Casa Mia Café, 131 Queen Street [map]

If you’re not quite feeling the greasy diner, but you’re not exactly on the yogurt-and-granola train, Casa Mia Café in downtown Charlottetown is where you’ll find hearty, healthy flavours in dishes like potato pancakes with ham, cheddar and green onion or the full country breakfast with local sausage and house-recipe potato hash. Owned and operated by a husband-and-wife team, Casa Mia is one of the only joints in town serving a proper latte or cappuccino to accompany your traditional breakfast with an upscale twist. Big tables and Wi-Fi are added perks. Spread out, relax and, for the love of Pete, order a side of potatoes made with caramelized onions.

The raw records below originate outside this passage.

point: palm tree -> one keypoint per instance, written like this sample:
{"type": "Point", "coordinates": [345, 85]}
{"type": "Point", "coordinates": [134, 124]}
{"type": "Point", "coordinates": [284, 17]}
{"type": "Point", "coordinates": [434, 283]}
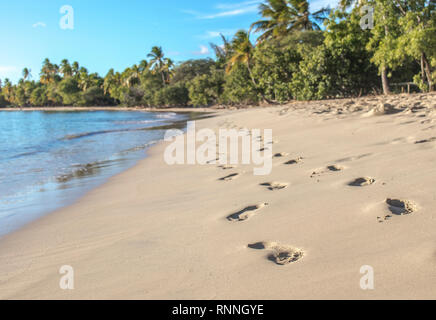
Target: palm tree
{"type": "Point", "coordinates": [26, 74]}
{"type": "Point", "coordinates": [75, 68]}
{"type": "Point", "coordinates": [49, 72]}
{"type": "Point", "coordinates": [283, 16]}
{"type": "Point", "coordinates": [222, 52]}
{"type": "Point", "coordinates": [157, 61]}
{"type": "Point", "coordinates": [66, 69]}
{"type": "Point", "coordinates": [143, 65]}
{"type": "Point", "coordinates": [84, 79]}
{"type": "Point", "coordinates": [242, 53]}
{"type": "Point", "coordinates": [167, 69]}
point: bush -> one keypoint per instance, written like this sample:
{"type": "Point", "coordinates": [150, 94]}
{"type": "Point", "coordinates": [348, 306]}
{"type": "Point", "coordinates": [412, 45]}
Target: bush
{"type": "Point", "coordinates": [206, 89]}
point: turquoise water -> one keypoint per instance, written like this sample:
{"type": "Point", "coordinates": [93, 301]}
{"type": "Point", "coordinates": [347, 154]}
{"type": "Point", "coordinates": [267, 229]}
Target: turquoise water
{"type": "Point", "coordinates": [49, 159]}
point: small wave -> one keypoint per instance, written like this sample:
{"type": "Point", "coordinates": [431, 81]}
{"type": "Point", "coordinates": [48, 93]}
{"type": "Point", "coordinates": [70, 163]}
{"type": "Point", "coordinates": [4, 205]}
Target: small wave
{"type": "Point", "coordinates": [138, 121]}
{"type": "Point", "coordinates": [169, 115]}
{"type": "Point", "coordinates": [86, 170]}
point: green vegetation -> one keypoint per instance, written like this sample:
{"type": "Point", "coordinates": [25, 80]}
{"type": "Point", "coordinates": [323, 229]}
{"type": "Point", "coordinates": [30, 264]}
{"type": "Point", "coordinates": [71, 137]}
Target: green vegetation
{"type": "Point", "coordinates": [298, 55]}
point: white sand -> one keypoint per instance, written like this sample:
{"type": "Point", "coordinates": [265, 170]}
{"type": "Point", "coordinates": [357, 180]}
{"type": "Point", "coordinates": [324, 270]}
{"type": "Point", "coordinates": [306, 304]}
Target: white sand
{"type": "Point", "coordinates": [160, 232]}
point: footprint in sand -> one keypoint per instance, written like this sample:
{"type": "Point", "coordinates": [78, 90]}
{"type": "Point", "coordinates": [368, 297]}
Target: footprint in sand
{"type": "Point", "coordinates": [398, 208]}
{"type": "Point", "coordinates": [362, 182]}
{"type": "Point", "coordinates": [246, 213]}
{"type": "Point", "coordinates": [295, 161]}
{"type": "Point", "coordinates": [401, 207]}
{"type": "Point", "coordinates": [332, 168]}
{"type": "Point", "coordinates": [281, 155]}
{"type": "Point", "coordinates": [227, 167]}
{"type": "Point", "coordinates": [230, 177]}
{"type": "Point", "coordinates": [281, 255]}
{"type": "Point", "coordinates": [273, 186]}
{"type": "Point", "coordinates": [426, 141]}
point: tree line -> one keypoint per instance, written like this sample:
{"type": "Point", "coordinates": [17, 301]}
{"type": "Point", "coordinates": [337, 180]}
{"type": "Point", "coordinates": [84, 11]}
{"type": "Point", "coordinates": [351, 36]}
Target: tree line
{"type": "Point", "coordinates": [298, 55]}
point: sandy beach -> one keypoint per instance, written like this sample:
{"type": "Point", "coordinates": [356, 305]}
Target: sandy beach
{"type": "Point", "coordinates": [352, 185]}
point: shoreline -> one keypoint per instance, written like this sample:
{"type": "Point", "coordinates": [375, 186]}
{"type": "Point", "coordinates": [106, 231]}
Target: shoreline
{"type": "Point", "coordinates": [78, 192]}
{"type": "Point", "coordinates": [70, 109]}
{"type": "Point", "coordinates": [160, 232]}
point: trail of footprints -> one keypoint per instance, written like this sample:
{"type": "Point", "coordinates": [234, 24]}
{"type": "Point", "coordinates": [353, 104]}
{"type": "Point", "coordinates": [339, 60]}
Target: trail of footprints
{"type": "Point", "coordinates": [284, 254]}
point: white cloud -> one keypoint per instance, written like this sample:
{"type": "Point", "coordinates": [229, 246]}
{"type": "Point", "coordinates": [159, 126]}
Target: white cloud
{"type": "Point", "coordinates": [228, 10]}
{"type": "Point", "coordinates": [203, 51]}
{"type": "Point", "coordinates": [217, 34]}
{"type": "Point", "coordinates": [39, 24]}
{"type": "Point", "coordinates": [7, 69]}
{"type": "Point", "coordinates": [316, 5]}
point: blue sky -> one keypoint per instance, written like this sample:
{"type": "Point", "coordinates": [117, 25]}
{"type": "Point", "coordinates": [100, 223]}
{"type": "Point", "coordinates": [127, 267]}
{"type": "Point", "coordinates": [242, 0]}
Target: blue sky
{"type": "Point", "coordinates": [116, 33]}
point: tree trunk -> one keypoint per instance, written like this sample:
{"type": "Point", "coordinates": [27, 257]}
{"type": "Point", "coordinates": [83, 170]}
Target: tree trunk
{"type": "Point", "coordinates": [255, 84]}
{"type": "Point", "coordinates": [427, 71]}
{"type": "Point", "coordinates": [385, 81]}
{"type": "Point", "coordinates": [163, 78]}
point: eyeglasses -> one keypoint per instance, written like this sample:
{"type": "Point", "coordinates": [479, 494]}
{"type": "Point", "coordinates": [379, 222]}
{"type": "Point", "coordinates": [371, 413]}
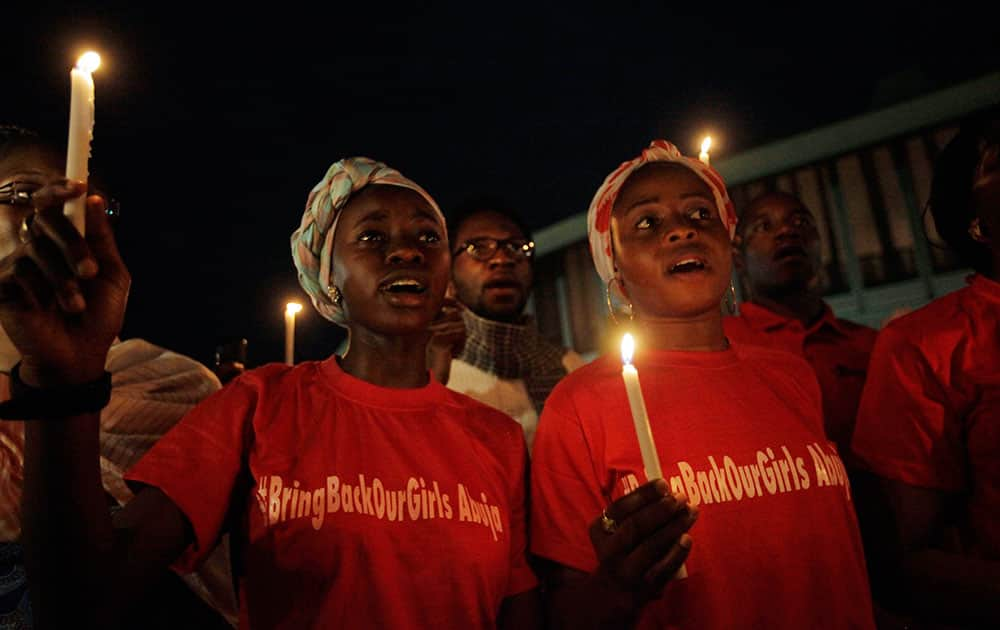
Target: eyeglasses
{"type": "Point", "coordinates": [20, 193]}
{"type": "Point", "coordinates": [485, 248]}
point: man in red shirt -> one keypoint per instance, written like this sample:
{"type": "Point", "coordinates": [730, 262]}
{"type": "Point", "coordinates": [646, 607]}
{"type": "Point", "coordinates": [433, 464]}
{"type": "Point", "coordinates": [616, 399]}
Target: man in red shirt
{"type": "Point", "coordinates": [777, 252]}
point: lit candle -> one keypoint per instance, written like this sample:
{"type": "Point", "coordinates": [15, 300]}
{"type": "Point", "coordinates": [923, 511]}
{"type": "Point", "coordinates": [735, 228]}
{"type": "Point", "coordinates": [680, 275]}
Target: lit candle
{"type": "Point", "coordinates": [650, 460]}
{"type": "Point", "coordinates": [81, 132]}
{"type": "Point", "coordinates": [290, 310]}
{"type": "Point", "coordinates": [706, 144]}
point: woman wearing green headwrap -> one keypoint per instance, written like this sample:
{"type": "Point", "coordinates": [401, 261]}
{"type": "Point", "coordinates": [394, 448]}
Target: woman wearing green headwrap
{"type": "Point", "coordinates": [359, 491]}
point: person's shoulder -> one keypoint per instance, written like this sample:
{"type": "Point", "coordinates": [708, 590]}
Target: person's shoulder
{"type": "Point", "coordinates": [585, 381]}
{"type": "Point", "coordinates": [276, 375]}
{"type": "Point", "coordinates": [769, 358]}
{"type": "Point", "coordinates": [937, 322]}
{"type": "Point", "coordinates": [486, 421]}
{"type": "Point", "coordinates": [779, 368]}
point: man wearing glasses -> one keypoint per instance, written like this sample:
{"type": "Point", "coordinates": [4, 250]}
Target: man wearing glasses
{"type": "Point", "coordinates": [505, 362]}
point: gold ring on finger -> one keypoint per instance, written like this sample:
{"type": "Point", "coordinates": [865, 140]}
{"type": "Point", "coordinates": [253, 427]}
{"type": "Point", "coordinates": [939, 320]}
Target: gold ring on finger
{"type": "Point", "coordinates": [607, 523]}
{"type": "Point", "coordinates": [24, 233]}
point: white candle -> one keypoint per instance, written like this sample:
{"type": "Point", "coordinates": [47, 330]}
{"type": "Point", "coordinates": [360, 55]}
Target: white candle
{"type": "Point", "coordinates": [706, 144]}
{"type": "Point", "coordinates": [290, 310]}
{"type": "Point", "coordinates": [81, 132]}
{"type": "Point", "coordinates": [650, 460]}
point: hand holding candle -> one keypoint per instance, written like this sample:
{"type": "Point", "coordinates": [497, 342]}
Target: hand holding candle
{"type": "Point", "coordinates": [81, 132]}
{"type": "Point", "coordinates": [290, 310]}
{"type": "Point", "coordinates": [640, 418]}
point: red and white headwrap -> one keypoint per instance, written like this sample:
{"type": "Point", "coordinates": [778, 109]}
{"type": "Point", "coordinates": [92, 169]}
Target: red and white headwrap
{"type": "Point", "coordinates": [312, 243]}
{"type": "Point", "coordinates": [599, 215]}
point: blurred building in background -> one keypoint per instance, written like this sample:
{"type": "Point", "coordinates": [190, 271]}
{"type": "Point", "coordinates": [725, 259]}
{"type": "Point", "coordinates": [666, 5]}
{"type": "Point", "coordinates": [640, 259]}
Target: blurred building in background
{"type": "Point", "coordinates": [866, 179]}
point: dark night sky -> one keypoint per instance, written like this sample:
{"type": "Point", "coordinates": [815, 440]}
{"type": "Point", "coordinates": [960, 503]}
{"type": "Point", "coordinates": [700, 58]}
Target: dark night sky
{"type": "Point", "coordinates": [212, 128]}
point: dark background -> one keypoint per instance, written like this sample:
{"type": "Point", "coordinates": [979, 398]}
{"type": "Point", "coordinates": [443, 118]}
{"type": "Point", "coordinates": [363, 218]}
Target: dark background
{"type": "Point", "coordinates": [214, 123]}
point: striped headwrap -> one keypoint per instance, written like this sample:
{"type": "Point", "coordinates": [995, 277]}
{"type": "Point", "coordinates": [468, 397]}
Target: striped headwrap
{"type": "Point", "coordinates": [312, 243]}
{"type": "Point", "coordinates": [599, 215]}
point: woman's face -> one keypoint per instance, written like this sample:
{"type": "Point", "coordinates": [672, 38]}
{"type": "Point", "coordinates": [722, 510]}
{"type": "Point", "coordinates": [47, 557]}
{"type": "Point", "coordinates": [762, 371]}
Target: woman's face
{"type": "Point", "coordinates": [671, 249]}
{"type": "Point", "coordinates": [29, 168]}
{"type": "Point", "coordinates": [986, 186]}
{"type": "Point", "coordinates": [390, 261]}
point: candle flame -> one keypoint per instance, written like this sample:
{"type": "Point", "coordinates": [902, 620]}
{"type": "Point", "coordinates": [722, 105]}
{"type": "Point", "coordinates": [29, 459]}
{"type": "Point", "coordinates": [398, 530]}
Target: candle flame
{"type": "Point", "coordinates": [89, 61]}
{"type": "Point", "coordinates": [628, 348]}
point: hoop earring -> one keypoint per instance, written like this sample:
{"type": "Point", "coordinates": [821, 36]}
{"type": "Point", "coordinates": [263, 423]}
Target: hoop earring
{"type": "Point", "coordinates": [334, 294]}
{"type": "Point", "coordinates": [611, 307]}
{"type": "Point", "coordinates": [730, 299]}
{"type": "Point", "coordinates": [976, 231]}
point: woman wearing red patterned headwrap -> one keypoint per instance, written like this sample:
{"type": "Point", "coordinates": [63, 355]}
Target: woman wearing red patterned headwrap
{"type": "Point", "coordinates": [754, 501]}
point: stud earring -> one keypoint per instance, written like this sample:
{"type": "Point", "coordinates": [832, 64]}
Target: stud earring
{"type": "Point", "coordinates": [334, 294]}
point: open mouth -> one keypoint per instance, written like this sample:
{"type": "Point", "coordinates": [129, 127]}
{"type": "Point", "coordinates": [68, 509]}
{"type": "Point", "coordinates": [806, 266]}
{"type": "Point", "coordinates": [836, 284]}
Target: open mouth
{"type": "Point", "coordinates": [687, 265]}
{"type": "Point", "coordinates": [502, 283]}
{"type": "Point", "coordinates": [403, 286]}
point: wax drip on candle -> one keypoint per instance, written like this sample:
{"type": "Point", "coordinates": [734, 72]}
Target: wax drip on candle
{"type": "Point", "coordinates": [81, 132]}
{"type": "Point", "coordinates": [628, 348]}
{"type": "Point", "coordinates": [291, 309]}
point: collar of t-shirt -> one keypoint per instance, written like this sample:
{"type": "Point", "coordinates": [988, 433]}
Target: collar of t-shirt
{"type": "Point", "coordinates": [985, 288]}
{"type": "Point", "coordinates": [383, 397]}
{"type": "Point", "coordinates": [766, 320]}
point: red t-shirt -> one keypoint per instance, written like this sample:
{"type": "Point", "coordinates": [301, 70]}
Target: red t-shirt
{"type": "Point", "coordinates": [930, 414]}
{"type": "Point", "coordinates": [838, 351]}
{"type": "Point", "coordinates": [355, 505]}
{"type": "Point", "coordinates": [739, 431]}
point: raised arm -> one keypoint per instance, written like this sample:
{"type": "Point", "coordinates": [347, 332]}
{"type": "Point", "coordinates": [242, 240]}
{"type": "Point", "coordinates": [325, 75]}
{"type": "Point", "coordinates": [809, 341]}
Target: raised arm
{"type": "Point", "coordinates": [62, 300]}
{"type": "Point", "coordinates": [640, 542]}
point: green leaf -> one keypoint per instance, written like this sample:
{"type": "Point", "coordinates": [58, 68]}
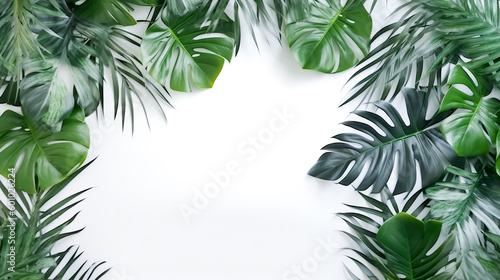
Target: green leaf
{"type": "Point", "coordinates": [106, 12]}
{"type": "Point", "coordinates": [46, 93]}
{"type": "Point", "coordinates": [141, 2]}
{"type": "Point", "coordinates": [474, 125]}
{"type": "Point", "coordinates": [185, 50]}
{"type": "Point", "coordinates": [490, 260]}
{"type": "Point", "coordinates": [332, 38]}
{"type": "Point", "coordinates": [497, 162]}
{"type": "Point", "coordinates": [407, 243]}
{"type": "Point", "coordinates": [418, 143]}
{"type": "Point", "coordinates": [467, 203]}
{"type": "Point", "coordinates": [41, 158]}
{"type": "Point", "coordinates": [465, 194]}
{"type": "Point", "coordinates": [36, 236]}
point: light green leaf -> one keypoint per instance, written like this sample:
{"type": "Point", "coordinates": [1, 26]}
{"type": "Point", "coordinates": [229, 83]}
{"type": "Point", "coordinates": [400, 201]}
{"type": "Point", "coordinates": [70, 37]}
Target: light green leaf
{"type": "Point", "coordinates": [46, 92]}
{"type": "Point", "coordinates": [474, 125]}
{"type": "Point", "coordinates": [105, 12]}
{"type": "Point", "coordinates": [41, 158]}
{"type": "Point", "coordinates": [332, 38]}
{"type": "Point", "coordinates": [185, 50]}
{"type": "Point", "coordinates": [42, 221]}
{"type": "Point", "coordinates": [407, 243]}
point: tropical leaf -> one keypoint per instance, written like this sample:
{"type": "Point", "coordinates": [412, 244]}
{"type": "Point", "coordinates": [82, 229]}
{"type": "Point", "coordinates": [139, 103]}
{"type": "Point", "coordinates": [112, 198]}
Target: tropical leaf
{"type": "Point", "coordinates": [105, 11]}
{"type": "Point", "coordinates": [37, 223]}
{"type": "Point", "coordinates": [41, 158]}
{"type": "Point", "coordinates": [429, 37]}
{"type": "Point", "coordinates": [490, 260]}
{"type": "Point", "coordinates": [406, 53]}
{"type": "Point", "coordinates": [366, 222]}
{"type": "Point", "coordinates": [184, 51]}
{"type": "Point", "coordinates": [474, 126]}
{"type": "Point", "coordinates": [407, 243]}
{"type": "Point", "coordinates": [18, 24]}
{"type": "Point", "coordinates": [467, 203]}
{"type": "Point", "coordinates": [46, 93]}
{"type": "Point", "coordinates": [332, 38]}
{"type": "Point", "coordinates": [497, 160]}
{"type": "Point", "coordinates": [419, 143]}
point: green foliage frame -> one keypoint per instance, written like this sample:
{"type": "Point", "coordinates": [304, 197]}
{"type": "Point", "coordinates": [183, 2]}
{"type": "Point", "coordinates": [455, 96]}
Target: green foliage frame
{"type": "Point", "coordinates": [56, 56]}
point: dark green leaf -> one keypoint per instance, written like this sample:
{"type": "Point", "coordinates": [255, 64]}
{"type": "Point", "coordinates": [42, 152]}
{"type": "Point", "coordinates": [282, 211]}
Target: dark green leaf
{"type": "Point", "coordinates": [417, 143]}
{"type": "Point", "coordinates": [407, 243]}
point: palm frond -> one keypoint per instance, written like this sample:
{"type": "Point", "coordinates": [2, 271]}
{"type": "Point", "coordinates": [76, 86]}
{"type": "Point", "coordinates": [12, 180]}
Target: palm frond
{"type": "Point", "coordinates": [19, 24]}
{"type": "Point", "coordinates": [469, 204]}
{"type": "Point", "coordinates": [366, 222]}
{"type": "Point", "coordinates": [427, 38]}
{"type": "Point", "coordinates": [36, 224]}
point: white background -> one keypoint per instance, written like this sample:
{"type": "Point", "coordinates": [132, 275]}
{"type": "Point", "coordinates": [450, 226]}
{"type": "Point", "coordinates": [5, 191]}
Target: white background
{"type": "Point", "coordinates": [271, 217]}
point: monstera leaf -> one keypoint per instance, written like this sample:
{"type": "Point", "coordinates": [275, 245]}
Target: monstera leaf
{"type": "Point", "coordinates": [468, 203]}
{"type": "Point", "coordinates": [407, 242]}
{"type": "Point", "coordinates": [465, 194]}
{"type": "Point", "coordinates": [332, 38]}
{"type": "Point", "coordinates": [418, 142]}
{"type": "Point", "coordinates": [41, 159]}
{"type": "Point", "coordinates": [474, 125]}
{"type": "Point", "coordinates": [187, 50]}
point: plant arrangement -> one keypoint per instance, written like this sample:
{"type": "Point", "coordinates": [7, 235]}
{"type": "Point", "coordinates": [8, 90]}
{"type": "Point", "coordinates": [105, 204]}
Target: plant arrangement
{"type": "Point", "coordinates": [424, 138]}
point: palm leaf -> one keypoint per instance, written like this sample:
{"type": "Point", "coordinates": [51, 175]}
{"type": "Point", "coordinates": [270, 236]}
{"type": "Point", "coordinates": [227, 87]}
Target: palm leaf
{"type": "Point", "coordinates": [105, 11]}
{"type": "Point", "coordinates": [38, 227]}
{"type": "Point", "coordinates": [332, 38]}
{"type": "Point", "coordinates": [468, 203]}
{"type": "Point", "coordinates": [425, 40]}
{"type": "Point", "coordinates": [474, 126]}
{"type": "Point", "coordinates": [415, 144]}
{"type": "Point", "coordinates": [184, 52]}
{"type": "Point", "coordinates": [19, 20]}
{"type": "Point", "coordinates": [41, 157]}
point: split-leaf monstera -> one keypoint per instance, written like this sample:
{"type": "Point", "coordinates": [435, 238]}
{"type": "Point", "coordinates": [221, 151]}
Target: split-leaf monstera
{"type": "Point", "coordinates": [331, 38]}
{"type": "Point", "coordinates": [416, 143]}
{"type": "Point", "coordinates": [474, 126]}
{"type": "Point", "coordinates": [41, 158]}
{"type": "Point", "coordinates": [187, 49]}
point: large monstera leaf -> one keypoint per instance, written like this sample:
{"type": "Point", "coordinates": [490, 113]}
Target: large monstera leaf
{"type": "Point", "coordinates": [419, 142]}
{"type": "Point", "coordinates": [407, 243]}
{"type": "Point", "coordinates": [474, 124]}
{"type": "Point", "coordinates": [187, 49]}
{"type": "Point", "coordinates": [42, 159]}
{"type": "Point", "coordinates": [332, 38]}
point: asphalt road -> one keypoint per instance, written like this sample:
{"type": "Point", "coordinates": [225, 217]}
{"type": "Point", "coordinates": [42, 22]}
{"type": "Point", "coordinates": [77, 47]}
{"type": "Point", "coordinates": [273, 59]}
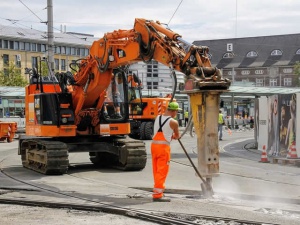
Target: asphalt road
{"type": "Point", "coordinates": [244, 187]}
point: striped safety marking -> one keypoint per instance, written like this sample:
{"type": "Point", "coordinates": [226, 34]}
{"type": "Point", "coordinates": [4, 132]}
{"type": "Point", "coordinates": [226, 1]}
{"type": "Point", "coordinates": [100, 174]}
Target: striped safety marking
{"type": "Point", "coordinates": [159, 108]}
{"type": "Point", "coordinates": [9, 130]}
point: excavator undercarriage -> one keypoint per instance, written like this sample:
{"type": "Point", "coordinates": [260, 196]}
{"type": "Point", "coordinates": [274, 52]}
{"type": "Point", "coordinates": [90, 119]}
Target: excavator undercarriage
{"type": "Point", "coordinates": [50, 157]}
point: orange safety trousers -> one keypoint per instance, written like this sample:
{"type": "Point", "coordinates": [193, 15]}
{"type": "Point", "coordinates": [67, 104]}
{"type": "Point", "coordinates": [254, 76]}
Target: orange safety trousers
{"type": "Point", "coordinates": [161, 155]}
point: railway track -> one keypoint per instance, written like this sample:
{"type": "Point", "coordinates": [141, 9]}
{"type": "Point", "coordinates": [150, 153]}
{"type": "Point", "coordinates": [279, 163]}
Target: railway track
{"type": "Point", "coordinates": [158, 217]}
{"type": "Point", "coordinates": [87, 202]}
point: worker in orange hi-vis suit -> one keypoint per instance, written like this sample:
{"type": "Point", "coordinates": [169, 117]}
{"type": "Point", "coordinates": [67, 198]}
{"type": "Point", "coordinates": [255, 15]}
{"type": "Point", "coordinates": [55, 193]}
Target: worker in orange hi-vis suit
{"type": "Point", "coordinates": [165, 129]}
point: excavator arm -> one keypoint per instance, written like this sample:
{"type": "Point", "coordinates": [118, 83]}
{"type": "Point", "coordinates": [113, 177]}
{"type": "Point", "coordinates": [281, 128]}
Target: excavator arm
{"type": "Point", "coordinates": [146, 41]}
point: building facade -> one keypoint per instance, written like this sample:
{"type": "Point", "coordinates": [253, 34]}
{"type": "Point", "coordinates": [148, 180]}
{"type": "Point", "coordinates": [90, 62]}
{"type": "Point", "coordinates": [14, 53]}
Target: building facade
{"type": "Point", "coordinates": [266, 61]}
{"type": "Point", "coordinates": [25, 47]}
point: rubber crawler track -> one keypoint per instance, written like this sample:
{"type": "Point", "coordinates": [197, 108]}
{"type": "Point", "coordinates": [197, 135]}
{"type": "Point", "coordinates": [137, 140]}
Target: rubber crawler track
{"type": "Point", "coordinates": [46, 157]}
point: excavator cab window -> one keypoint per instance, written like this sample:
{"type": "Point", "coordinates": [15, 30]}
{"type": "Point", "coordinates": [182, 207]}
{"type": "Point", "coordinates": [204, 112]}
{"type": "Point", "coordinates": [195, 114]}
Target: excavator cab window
{"type": "Point", "coordinates": [114, 105]}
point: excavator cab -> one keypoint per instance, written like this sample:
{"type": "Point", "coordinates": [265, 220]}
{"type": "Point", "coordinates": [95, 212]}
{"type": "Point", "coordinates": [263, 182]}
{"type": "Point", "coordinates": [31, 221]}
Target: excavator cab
{"type": "Point", "coordinates": [115, 103]}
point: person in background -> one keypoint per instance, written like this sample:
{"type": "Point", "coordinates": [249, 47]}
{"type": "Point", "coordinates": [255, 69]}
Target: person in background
{"type": "Point", "coordinates": [220, 124]}
{"type": "Point", "coordinates": [186, 117]}
{"type": "Point", "coordinates": [165, 130]}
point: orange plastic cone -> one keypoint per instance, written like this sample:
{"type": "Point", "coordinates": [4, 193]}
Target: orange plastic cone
{"type": "Point", "coordinates": [292, 151]}
{"type": "Point", "coordinates": [264, 157]}
{"type": "Point", "coordinates": [229, 132]}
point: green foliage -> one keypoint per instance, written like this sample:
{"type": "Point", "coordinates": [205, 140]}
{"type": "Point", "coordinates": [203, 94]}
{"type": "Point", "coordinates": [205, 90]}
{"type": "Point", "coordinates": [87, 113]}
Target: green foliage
{"type": "Point", "coordinates": [12, 76]}
{"type": "Point", "coordinates": [44, 68]}
{"type": "Point", "coordinates": [297, 74]}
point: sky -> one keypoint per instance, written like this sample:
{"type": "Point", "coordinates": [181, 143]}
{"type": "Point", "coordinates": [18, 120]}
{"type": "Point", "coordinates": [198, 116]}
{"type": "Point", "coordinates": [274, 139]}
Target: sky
{"type": "Point", "coordinates": [192, 19]}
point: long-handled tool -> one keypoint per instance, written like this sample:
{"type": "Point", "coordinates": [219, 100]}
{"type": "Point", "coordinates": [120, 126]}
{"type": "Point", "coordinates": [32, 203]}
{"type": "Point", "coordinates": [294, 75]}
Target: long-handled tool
{"type": "Point", "coordinates": [206, 188]}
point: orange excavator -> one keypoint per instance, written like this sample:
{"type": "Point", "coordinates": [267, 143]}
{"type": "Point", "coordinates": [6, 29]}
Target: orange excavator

Cedar’s Eatery, 81 University Avenue [map]

Cedar’s Eatery on University Avenue is practically an institution in Charlottetown. Serving hands down the best Lebanese cuisine anywhere outside of Lebanon itself, the Abdallah family has this thing down to a science. For well over 30 years, Cedar’s has been serving up consistent quality in the form of lunch specials such as shish taouk, (grilled marinated chicken skewers), kafta (seasoned, baked and skewered lean ground beef), mjadera and fatoush (lentils with rice, carmelized onions and spices accompanied by a Lebanese “peasant salad” with zesty dressing), and—not a word of lie—the most delicious falafel you’ll ever meet. Equally worthy Canadian fare is also on offer. Snuggle up in a cozy booth and know that your stomach is in capable hands.


The Pearl Café, 7792 Cavendish Road, North Rustico [map]

Near the North Shore, 40 minutes north of Charlottetown in North Rustico, is a fairly regular-looking old house with a sign advertising The Pearl Café. If you were thinking of making tracks to some big, bus-tour-type buffet on your way back from the beach, don’t be a fool, and pull over immediately here instead. The first floor of this historic estate has been converted into an intimate and charming dining room decorated with top-notch local artwork. Be sure to peer out the window at the gardens, as you’ll likely find the chef out gathering greens and garnishes for your can’t-get-any-fresher, casual fine-dining experience. The menu changes frequently depending on what’s in season, or what can be locally sourced, so it might be Raspberry Point oysters to start, with lobster-encrusted halibut to follow, always ending with a perfectly decadent dessert.